Ocular problem constitutes an important feature in a considerable proportion of patients harboring mutations in TAAD disease-causing genes [16]. For example, ectopia lentis and myopia were frequently observed in FBN1 mutation-carriers; myopia in SKI; mydriasis in ACTA2 [17]. The revised Ghent nosology puts more weight on ectopia lentis in the diagnosis of Marfan syndrome caused by FBN1 mutation [18]. The occurrence of ocular problem in TAAD patients can to some degree aid in the recognition of the underlying genes. A special form of ocular disorders, keratoconus, is very rare in TAAD patients. ATS is an uncommon autosomal recessive disorder characterized by widespread arterial involvement with tortuosity, elongation, and aneurysms of the large and middle-sized arteries, with some patients exhibiting keratoconus phenotype [10]. The inheritance model and clinical features of our case made us suspect the diagnosis of ATS, while genetic testing of SLC2A10 yielded negative results. Our study is the first to show the phenotype of keratoconus in PRKG1 mutation-carriers.
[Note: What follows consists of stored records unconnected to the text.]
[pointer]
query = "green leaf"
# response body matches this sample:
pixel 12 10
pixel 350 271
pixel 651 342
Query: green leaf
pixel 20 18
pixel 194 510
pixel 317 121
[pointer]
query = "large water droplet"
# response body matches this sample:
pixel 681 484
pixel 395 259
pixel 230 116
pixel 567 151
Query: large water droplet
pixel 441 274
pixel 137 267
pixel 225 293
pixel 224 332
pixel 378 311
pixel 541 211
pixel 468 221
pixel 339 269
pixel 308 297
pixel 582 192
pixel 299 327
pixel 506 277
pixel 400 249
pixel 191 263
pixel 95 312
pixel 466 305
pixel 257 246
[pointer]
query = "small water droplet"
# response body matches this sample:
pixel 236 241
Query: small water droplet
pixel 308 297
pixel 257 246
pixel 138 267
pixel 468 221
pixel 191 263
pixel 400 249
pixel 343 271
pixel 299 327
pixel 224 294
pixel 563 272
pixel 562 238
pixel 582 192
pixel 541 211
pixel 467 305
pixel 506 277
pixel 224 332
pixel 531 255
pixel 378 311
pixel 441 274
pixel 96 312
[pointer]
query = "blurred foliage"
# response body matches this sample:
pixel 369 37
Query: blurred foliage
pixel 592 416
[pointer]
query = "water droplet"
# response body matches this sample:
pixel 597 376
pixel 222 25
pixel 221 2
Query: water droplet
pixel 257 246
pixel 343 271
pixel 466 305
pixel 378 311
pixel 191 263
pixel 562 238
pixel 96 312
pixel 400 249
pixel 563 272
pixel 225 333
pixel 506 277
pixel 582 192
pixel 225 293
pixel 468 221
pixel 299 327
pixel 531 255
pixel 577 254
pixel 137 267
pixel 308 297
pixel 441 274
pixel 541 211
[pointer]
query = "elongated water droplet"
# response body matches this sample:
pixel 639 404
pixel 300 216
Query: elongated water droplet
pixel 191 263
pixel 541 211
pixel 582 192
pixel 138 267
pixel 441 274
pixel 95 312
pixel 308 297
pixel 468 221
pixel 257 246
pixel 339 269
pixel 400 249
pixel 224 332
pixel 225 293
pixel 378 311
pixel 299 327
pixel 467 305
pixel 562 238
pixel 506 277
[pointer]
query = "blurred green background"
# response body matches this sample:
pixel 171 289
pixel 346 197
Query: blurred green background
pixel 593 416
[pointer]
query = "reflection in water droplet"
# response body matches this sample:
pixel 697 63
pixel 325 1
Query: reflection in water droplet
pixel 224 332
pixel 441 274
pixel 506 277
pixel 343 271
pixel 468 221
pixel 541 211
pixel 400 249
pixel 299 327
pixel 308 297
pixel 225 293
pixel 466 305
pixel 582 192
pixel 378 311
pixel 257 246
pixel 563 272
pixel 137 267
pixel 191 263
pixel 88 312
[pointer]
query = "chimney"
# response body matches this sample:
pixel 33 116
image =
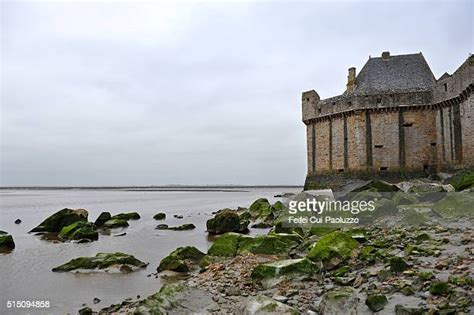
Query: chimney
pixel 351 80
pixel 386 55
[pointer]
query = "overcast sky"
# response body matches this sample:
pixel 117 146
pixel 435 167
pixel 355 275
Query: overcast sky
pixel 118 93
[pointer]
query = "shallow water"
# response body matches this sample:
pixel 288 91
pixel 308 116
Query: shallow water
pixel 25 273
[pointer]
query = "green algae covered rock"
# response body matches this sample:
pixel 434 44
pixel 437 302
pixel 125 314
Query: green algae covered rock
pixel 289 267
pixel 272 244
pixel 101 261
pixel 455 205
pixel 60 219
pixel 439 288
pixel 181 259
pixel 333 249
pixel 227 220
pixel 6 242
pixel 159 216
pixel 376 302
pixel 78 231
pixel 225 246
pixel 398 264
pixel 126 216
pixel 115 223
pixel 231 244
pixel 102 218
pixel 260 208
pixel 266 305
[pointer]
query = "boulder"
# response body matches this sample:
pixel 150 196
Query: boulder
pixel 290 267
pixel 339 301
pixel 376 302
pixel 227 220
pixel 103 262
pixel 225 246
pixel 60 219
pixel 115 223
pixel 159 216
pixel 266 305
pixel 6 242
pixel 126 216
pixel 174 298
pixel 260 208
pixel 102 218
pixel 181 259
pixel 183 227
pixel 333 249
pixel 79 230
pixel 231 244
However, whether it is associated with PRKG1 mutation or just accidental finding requires further research.

Based on the anatomic location, aortopathy is subdivide into abdominal and thoracic aortic lesions. Abdominal aortic lesions are more common and tend to occur at later age. They seem to be multifactorial and associated with common cardiovascular risk factors. So far, no disease-causing variants have been identified to account for abdominal aortic diseases. However, thoracic aortic lesions have a greater heritability and often show family clustering. Indeed, a substantial proportion of them are manifestations of part of Mendelian connective tissue disorder. Apart from thoracic involvement, some patients also exhibit non-thoracic lesions, such as abdominal and intracranial diseases. Their features include early-onset and a lack of common cardiovascular risk factors. Their underlying genetic architecture often warrants further investigation.

In conclusion, we report a novel case affected with aortic dissection and have identified a novel likely pathogenic variant in the ATP binding domain of PRKG1, which provides further evidence for the role of this gene in causing TAAD. Adding to previous reports, our study underlines the need to include this gene among the candidate genes tested in patients affected with unexplained aortic disease. Identification of the causative gene allows identification of additional risky family members and gene-based management of the carriers.